Em 1912, o farmacêutico português Eduardo Augusto Gonçalves desembarcou no Brasil em busca de novas oportunidades.

Antes de criar o próprio produto, passou por Manaus, onde aprendeu técnicas farmacêuticas trabalhando na fabricação do polvilho antisséptico da Granado — justamente uma empresa que, anos mais tarde, se tornaria concorrente da criação que mudaria sua vida.
Depois estabeleceu-se em Joinville, em Santa Catarina. Durante anos, realizou inúmeros testes até chegar a uma fórmula simples, eficiente e acessível, composta por apenas três ingredientes principais: óxido de zinco, responsável por proteger a pele; cloreto de benzalcônio, com ação antisséptica; e cânfora, conhecida pelo efeito refrescante e pelo alívio das dores e irritações.
Em 1915, registrou oficialmente a fórmula da Pomada Minâncora.
Naquela época, sem recursos para investir em publicidade, o próprio Eduardo Augusto Gonçalves percorria rios e estradas vendendo as pequenas latas de porta em porta. A divulgação acontecia da forma mais eficiente que existia: o boca a boca. Quem experimentava recomendava aos parentes, amigos e vizinhos. Assim, pouco a pouco, a Minâncora conquistou o Brasil.

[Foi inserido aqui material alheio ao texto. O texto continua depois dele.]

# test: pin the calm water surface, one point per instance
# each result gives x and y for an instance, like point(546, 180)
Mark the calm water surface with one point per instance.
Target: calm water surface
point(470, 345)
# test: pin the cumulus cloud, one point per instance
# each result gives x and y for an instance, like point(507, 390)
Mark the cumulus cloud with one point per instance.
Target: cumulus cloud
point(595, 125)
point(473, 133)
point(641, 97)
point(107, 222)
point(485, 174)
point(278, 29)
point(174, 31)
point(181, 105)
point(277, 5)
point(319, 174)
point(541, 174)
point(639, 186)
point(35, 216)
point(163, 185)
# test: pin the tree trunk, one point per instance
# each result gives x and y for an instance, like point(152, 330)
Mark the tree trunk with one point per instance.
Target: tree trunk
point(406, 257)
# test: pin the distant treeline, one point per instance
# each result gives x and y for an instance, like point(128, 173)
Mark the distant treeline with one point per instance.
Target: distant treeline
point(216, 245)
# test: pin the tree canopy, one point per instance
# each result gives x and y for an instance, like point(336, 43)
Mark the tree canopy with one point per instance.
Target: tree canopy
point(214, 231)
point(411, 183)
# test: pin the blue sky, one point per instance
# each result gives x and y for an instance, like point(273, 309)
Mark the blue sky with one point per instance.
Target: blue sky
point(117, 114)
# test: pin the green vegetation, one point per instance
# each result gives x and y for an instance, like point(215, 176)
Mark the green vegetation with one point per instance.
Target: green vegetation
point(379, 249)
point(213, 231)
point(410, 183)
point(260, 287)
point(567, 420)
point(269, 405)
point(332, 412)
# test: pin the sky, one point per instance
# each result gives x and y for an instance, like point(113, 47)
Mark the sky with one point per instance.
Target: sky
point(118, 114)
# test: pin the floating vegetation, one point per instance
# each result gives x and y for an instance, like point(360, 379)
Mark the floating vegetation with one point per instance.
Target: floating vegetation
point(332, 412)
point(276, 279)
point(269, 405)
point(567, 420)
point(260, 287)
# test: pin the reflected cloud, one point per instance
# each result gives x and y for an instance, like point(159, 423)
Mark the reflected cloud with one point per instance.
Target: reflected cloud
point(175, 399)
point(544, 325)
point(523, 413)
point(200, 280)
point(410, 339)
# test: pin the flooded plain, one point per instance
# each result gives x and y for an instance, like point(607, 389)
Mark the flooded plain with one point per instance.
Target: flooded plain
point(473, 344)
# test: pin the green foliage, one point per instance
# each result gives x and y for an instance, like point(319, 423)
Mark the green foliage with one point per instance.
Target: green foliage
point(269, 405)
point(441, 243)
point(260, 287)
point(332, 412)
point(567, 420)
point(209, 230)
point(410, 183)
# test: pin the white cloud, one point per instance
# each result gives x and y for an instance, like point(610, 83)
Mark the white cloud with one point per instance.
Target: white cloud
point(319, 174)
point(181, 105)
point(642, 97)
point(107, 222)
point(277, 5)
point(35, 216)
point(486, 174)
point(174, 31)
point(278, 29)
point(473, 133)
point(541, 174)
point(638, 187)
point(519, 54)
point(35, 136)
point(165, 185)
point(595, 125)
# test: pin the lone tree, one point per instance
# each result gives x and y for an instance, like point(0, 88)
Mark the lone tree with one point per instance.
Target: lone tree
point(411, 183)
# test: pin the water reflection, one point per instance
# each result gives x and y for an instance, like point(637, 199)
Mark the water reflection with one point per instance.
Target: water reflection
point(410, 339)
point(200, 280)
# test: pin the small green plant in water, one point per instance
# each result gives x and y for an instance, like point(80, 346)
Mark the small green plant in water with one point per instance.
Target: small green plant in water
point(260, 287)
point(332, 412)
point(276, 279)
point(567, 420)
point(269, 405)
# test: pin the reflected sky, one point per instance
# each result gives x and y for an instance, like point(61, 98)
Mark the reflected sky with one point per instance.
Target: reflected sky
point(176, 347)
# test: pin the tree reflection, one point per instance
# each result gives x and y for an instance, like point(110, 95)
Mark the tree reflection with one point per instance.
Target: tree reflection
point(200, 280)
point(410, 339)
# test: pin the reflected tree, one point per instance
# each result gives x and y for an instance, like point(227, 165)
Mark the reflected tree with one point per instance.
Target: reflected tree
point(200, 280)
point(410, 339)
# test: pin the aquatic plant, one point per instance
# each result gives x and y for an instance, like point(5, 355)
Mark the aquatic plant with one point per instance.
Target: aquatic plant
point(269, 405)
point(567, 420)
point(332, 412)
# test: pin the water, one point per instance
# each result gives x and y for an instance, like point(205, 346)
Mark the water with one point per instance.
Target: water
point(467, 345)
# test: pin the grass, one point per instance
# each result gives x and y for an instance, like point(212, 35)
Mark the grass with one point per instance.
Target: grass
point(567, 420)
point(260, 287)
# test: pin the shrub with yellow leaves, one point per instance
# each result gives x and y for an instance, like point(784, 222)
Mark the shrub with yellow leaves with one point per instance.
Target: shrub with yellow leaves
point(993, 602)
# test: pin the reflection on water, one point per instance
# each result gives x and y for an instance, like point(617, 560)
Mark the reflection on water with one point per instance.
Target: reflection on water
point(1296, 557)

Nas décadas seguintes, a marca cresceu acompanhando a evolução dos meios de comunicação. Passou pelos anúncios em jornais e revistas, conquistou espaço no rádio, na televisão e ficou marcada por campanhas publicitárias memoráveis, incluindo patrocínios em programas de Silvio Santos e Gugu Liberato, além dos comerciais protagonizados pela inesquecível Cláudia Jimenez.
Enquanto o mundo mudava, uma característica permanecia praticamente inalterada: a fórmula da pomada.
Em 1991, Lourdes Maria Duarte, bisneta do fundador, assumiu a direção da empresa e promoveu uma profunda modernização administrativa, profissionalizando áreas como marketing, produção e vendas.
No ano seguinte, a tradicional lata metálica deu lugar à embalagem plástica, reduzindo custos de fabricação. Em 1997, a empresa ampliou sua atuação entrando no segmento de cosméticos. Em 2011, firmou uma parceria nacional de distribuição com a Sanofi e, em 2024, atualizou pela primeira vez a tradicional imagem da deusa Minerva presente no rótulo, além de investir em campanhas voltadas ao público jovem nas redes sociais, como o TikTok.
A embalagem mudou. A comunicação mudou. O público mudou. O mundo mudou.
Mas a fórmula continua essencialmente a mesma desde 1915.
Talvez seja justamente esse um dos maiores méritos da Minâncora: soube acompanhar os novos tempos sem perder sua identidade.
Mais do que um produto, ela acabou se tornando parte da memória afetiva de inúmeras famílias brasileiras.
Quando a Minâncora foi lançada, em 1915, meu trisavô Ernst ainda era vivo. Meu bisavô Rudolf tinha apenas quinze anos de idade e meu avô ainda nem havia nascido — viria ao mundo somente em 1930.
Décadas depois, eu também conheci a pomada ainda na infância. Cresci vendo aquele pequeno pote em casa e continuo utilizando o produto até os dias de hoje.
É curioso pensar que um mesmo objeto pôde estar presente na vida de tantas gerações de uma mesma família. Pessoas nasceram, cresceram, envelheceram e partiram, enquanto aquela simples pomada permaneceu atravessando o tempo, acompanhando pais, filhos, netos e bisnetos.
Provavelmente o mesmo aconteceu em milhares de lares brasileiros.
A Minâncora não é um caso isolado. Existem diversos produtos que conseguiram vencer a passagem do tempo, tornando-se testemunhas silenciosas da história de diferentes famílias. Eles permanecem enquanto as gerações se sucedem, despertando lembranças da infância, dos avós, das antigas casas e dos pequenos hábitos cotidianos que acabam construindo nossas memórias.
Sua trajetória também deixa uma importante lição para o mundo dos negócios.
Empresas como Kodak e Blockbuster possuíam marcas fortíssimas e lideravam seus respectivos mercados. No entanto, não conseguiram acompanhar as transformações do mundo e perderam espaço.
A Minâncora seguiu um caminho diferente. Modernizou a gestão, renovou a embalagem, ampliou sua distribuição, dialogou com novos públicos e utilizou as tecnologias de cada época. Ao mesmo tempo, preservou aquilo que realmente sustentava sua reputação: a qualidade e a confiança em sua fórmula.
Talvez seja esse o verdadeiro segredo de permanecer por mais de um século: compreender que inovar não significa abandonar a própria essência, mas adaptá-la aos novos tempos sem perder aquilo que conquistou a confiança de tantas gerações.